Project Summary Chronic kidney disease (CKD) affects ~15% of the U.S. population. Although a broad range of insults initiate kidney injury, fibrosis is a hallmark of all forms of progressive CKD. In spite of advances in delineating pathways that contribute to kidney fibrosis, there are no specific treatments for this serious disorder. TGF-β signaling is a central mediator of fibrosis in multiple tissues making it an attractive therapeutic target. However, because these cytokines have a wide range of roles in human physiology and pathology, the challenge has been to find a therapeutic strategy that is selective for the diseased target tissue to improve efficacy and safety profiles. A promising approach is to disrupt TGF-β activation in the injured tissue. TGF-β is secreted as a latent, inactive complex that is sequestered in high concentrations in the extracellular matrix. A critical step in the regulation of TGF-β signaling is activation of the latent complex by binding of alpha v (αv) integrins to lysine-glycine-aspartic acid (RGD) motifs. In Aim 1 of this proposal, we will determine if a novel small molecule RGD peptidomimetic inhibitor of TGF-β activation will reduce kidney fibrosis in mouse models of nephrotoxicity, ischemia and urinary tract obstruction. Our preliminary studies indicated that this compound is safe and effective and thus a highly promising candidate for future translational studies in patients. Developing effective treatments for kidney disease requires increased knowledge about molecular mechanisms that drive progressive fibrosis of the organ. Myofibroblasts, derived from peri-vascular mesenchymal progenitor cells are the principal source of extracellular matrix deposition in organ fibrosis. However, the cellular and molecular pathways that control the formation of these cells in response to injury are not well understood. In Aim 2, we will investigate the molecular mechanisms by which alpha v (αv) integrins regulate the proliferation and differentiation of myofibroblasts after injury. These pre-clinical studies will advance knowledge about mechanisms of organ fibrosis and have the potential to identify a novel therapeutic strategy to treat chronic kidney disease in veterans.

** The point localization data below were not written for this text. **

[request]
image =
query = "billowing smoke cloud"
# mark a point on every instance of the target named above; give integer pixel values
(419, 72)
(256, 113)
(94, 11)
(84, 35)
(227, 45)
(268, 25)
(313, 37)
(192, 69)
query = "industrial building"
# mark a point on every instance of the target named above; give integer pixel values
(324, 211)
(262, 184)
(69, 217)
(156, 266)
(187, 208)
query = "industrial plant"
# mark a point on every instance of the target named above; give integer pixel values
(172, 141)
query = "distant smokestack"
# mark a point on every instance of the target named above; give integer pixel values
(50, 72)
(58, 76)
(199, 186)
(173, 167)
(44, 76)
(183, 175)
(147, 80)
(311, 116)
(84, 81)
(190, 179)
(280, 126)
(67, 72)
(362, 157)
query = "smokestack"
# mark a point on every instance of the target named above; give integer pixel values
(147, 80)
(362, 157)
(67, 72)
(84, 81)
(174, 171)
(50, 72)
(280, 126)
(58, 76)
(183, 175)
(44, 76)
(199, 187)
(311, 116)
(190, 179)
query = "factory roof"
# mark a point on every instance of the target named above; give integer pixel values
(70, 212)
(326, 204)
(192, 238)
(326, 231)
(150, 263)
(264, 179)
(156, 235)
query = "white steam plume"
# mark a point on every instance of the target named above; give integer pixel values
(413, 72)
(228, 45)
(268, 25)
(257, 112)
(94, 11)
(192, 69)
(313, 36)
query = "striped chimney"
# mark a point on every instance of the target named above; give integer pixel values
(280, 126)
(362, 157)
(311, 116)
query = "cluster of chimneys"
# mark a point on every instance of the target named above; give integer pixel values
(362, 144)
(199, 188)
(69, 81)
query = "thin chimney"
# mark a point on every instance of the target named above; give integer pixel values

项目概要 慢性肾病 (CKD) 影响约 15% 的美国人口。尽管受到各种各样的侮辱 引发肾损伤，纤维化是所有形式的进行性 CKD 的标志。尽管在描绘方面取得了进展 导致肾脏纤维化的途径，但对于这种严重疾病没有具体的治疗方法。 TGF-β信号传导是多种组织纤维化的核心介质，使其成为有吸引力的治疗靶点。 然而，由于这些细胞因子在人体生理和病理中具有广泛的作用， 面临的挑战是找到一种选择性的治疗策略来改善患病的靶组织 功效和安全性概况。一种有前景的方法是破坏受损组织中 TGF-β 的激活。转化生长因子-β是 作为潜在的、无活性的复合物分泌，高浓度地隔离在细胞外基质中。一个 TGF-β 信号传导调节的关键步骤是通过结合 α v (αv) 激活潜在复合物 赖氨酸-甘氨酸-天冬氨酸（RGD）基序的整合素。在本提案的目标 1 中，我们将确定小说是否 TGF-β激活的小分子RGD拟肽抑制剂将减少小鼠模型中的肾纤维化 肾毒性、缺血和尿路梗阻。我们的初步研究表明该化合物 安全有效，因此是未来患者转化研究中非常有前途的候选者。 开发肾脏疾病的有效治疗方法需要增加分子知识 驱动器官进行性纤维化的机制。肌成纤维细胞，源自血管周围 间充质祖细胞是器官纤维化中细胞外基质沉积的主要来源。 然而，控制这些细胞响应损伤形成的细胞和分子途径是 不太理解。在目标 2 中，我们将研究 α v (αv) 整合素的分子机制 调节损伤后肌成纤维细胞的增殖和分化。 这些临床前研究将增进对器官纤维化机制的了解，并具有 有可能确定一种治疗退伍军人慢性肾病的新治疗策略。